Gene fusions involving R-spondins occur in 10% of colon cancers.

  • Major finding: Gene fusions involving R-spondins occur in 10% of colon cancers.

  • Concept: R-spondin fusions are mutually exclusive with APC and β-catenin mutations and potentiate WNT signaling.

  • Impact: Patients with R-spondin fusions may respond to antibody-based therapy or WNT pathway inhibitors.

Integrated genomic analyses are identifying an increasing number of recurrent genetic alterations in tumors that provide information on the underlying biology of disease and represent potential therapeutic targets for selected subsets of patients. In an effort to gain insight into the molecular etiology of colon cancer, Seshagiri and colleagues performed whole-exome and transcriptome sequencing and generated single-nucleotide polymorphism arrays for over 70 patient-matched colon tumor–normal tissue pairs. Among the recurrent abnormalities identified were in-frame gene fusions leading to the overexpression of the R-spondin family members, RSPO2 and RSPO3, in 10% of tumors. Notably, EIF3E–RSPO2 and PTPRK–RSPO3 gene fusions did not occur in tumors with β-catenin mutations or mutations or copy loss of APC (with the exception of one tumor that had lost a single APC allele).

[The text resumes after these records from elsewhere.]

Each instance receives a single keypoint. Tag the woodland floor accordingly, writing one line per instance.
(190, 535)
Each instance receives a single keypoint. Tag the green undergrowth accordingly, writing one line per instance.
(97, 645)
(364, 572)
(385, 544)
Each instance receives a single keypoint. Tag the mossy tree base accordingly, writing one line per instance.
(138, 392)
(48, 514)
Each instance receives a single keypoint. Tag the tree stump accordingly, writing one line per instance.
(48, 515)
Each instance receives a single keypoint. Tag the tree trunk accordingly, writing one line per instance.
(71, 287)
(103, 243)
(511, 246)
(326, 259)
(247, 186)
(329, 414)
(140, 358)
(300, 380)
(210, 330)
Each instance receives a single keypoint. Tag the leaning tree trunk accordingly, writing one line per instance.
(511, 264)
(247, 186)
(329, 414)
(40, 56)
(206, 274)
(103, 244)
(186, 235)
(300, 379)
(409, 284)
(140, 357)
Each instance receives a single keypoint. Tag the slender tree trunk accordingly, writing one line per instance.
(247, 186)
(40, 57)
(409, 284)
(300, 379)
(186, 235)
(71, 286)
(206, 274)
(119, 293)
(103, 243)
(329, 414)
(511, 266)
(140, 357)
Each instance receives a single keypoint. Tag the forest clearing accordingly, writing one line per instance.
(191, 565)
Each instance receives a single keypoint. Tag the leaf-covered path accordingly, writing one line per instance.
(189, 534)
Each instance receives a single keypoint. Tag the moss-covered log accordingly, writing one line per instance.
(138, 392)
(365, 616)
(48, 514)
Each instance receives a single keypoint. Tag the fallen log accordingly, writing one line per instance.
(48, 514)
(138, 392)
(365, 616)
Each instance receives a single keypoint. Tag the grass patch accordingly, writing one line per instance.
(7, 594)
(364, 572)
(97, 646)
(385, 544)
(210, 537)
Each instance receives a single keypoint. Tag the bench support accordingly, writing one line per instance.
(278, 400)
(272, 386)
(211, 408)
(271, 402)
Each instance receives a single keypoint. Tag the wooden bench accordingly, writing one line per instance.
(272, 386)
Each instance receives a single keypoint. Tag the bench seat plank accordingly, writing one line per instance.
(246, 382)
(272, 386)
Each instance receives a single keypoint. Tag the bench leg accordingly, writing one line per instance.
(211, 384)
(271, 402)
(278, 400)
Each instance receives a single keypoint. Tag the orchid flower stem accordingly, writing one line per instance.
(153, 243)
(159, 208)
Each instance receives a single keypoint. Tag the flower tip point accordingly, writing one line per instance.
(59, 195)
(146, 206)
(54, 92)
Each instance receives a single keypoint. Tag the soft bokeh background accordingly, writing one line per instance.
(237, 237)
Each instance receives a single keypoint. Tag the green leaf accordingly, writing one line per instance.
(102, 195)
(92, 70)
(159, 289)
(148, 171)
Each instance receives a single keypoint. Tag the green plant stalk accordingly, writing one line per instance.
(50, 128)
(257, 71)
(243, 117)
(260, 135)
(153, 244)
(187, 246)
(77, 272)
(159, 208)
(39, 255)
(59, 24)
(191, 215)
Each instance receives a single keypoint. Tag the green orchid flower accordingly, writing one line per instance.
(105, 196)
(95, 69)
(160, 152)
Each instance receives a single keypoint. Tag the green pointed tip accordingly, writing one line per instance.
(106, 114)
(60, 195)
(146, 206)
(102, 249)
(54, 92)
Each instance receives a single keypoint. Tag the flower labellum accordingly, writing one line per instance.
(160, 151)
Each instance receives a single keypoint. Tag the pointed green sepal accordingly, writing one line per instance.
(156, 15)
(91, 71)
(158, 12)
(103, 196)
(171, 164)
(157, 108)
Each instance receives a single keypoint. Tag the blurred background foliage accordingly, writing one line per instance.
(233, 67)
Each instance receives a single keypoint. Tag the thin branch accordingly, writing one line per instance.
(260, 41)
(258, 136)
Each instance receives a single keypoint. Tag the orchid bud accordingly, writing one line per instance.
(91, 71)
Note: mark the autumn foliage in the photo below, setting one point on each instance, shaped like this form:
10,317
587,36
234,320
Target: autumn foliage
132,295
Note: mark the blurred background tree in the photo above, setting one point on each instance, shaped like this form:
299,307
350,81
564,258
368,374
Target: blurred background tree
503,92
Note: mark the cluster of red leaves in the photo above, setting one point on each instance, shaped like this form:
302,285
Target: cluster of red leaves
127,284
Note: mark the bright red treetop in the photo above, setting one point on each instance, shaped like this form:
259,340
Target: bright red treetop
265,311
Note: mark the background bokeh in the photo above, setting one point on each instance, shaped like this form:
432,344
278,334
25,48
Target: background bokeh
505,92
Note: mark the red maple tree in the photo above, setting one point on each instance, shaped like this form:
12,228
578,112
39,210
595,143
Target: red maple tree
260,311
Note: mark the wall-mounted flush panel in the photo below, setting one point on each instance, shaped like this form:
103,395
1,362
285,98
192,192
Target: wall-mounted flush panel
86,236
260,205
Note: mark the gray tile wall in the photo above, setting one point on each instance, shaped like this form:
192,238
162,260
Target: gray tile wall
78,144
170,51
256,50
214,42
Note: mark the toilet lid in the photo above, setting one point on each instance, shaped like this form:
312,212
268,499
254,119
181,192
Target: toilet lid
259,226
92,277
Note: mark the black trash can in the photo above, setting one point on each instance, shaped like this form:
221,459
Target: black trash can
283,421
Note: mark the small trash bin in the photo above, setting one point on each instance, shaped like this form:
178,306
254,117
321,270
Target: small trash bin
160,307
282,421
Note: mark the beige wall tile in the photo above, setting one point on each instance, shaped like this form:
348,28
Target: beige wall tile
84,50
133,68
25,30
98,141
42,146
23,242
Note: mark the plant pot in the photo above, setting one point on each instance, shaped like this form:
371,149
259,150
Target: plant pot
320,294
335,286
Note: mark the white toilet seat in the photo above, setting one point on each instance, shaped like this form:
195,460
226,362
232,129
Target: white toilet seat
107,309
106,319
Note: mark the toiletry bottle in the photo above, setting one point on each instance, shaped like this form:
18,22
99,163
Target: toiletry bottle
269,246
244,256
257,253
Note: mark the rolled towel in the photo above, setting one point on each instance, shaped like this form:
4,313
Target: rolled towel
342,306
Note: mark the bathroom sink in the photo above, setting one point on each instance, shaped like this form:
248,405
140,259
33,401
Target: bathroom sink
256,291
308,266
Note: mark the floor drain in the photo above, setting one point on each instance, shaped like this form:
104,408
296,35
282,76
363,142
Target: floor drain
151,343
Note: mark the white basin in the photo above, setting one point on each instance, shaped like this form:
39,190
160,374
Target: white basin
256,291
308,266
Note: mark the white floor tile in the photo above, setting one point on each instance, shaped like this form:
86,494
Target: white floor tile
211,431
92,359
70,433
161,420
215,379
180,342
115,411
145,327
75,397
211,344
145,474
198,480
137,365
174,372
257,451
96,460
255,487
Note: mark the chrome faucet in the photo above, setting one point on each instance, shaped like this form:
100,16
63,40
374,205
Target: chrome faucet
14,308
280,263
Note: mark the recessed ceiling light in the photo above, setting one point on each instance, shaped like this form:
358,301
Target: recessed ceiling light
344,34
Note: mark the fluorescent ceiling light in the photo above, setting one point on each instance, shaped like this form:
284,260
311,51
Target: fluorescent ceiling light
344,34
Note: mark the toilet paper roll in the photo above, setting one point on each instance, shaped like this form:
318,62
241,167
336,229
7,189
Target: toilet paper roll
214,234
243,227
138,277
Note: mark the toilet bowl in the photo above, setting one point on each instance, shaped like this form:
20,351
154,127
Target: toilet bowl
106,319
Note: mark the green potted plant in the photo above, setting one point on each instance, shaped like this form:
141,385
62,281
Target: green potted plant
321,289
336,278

Because R-spondins are secreted WNT pathway agonists, these observations suggest that RSPO gene fusions may be functionally equivalent to inactivating APC or activating β-catenin mutations in colon cancer. Consistent with this possibility, RSPO fusion-positive tumors showed upregulation of WNT pathway genes, and conditioned media from cells transfected with RSPO fusion genes led to activation of a WNT-responsive luciferase reporter and further potentiated reporter activation in the presence of recombinant WNT ligand. Although further studies are needed to establish whether RSPO gene fusions are driving events in colon cancer, R-spondins may be attractive targets for antibody-based therapies that block binding of these secreted proteins to their receptors.

Seshagiri S, Stawiski EW, Durinck S, Modrusan Z, Storm EE, Conboy CB, et al. Recurrent R-spondin fusions in colon cancer. Nature 2012 Aug 15 [Epub ahead of print].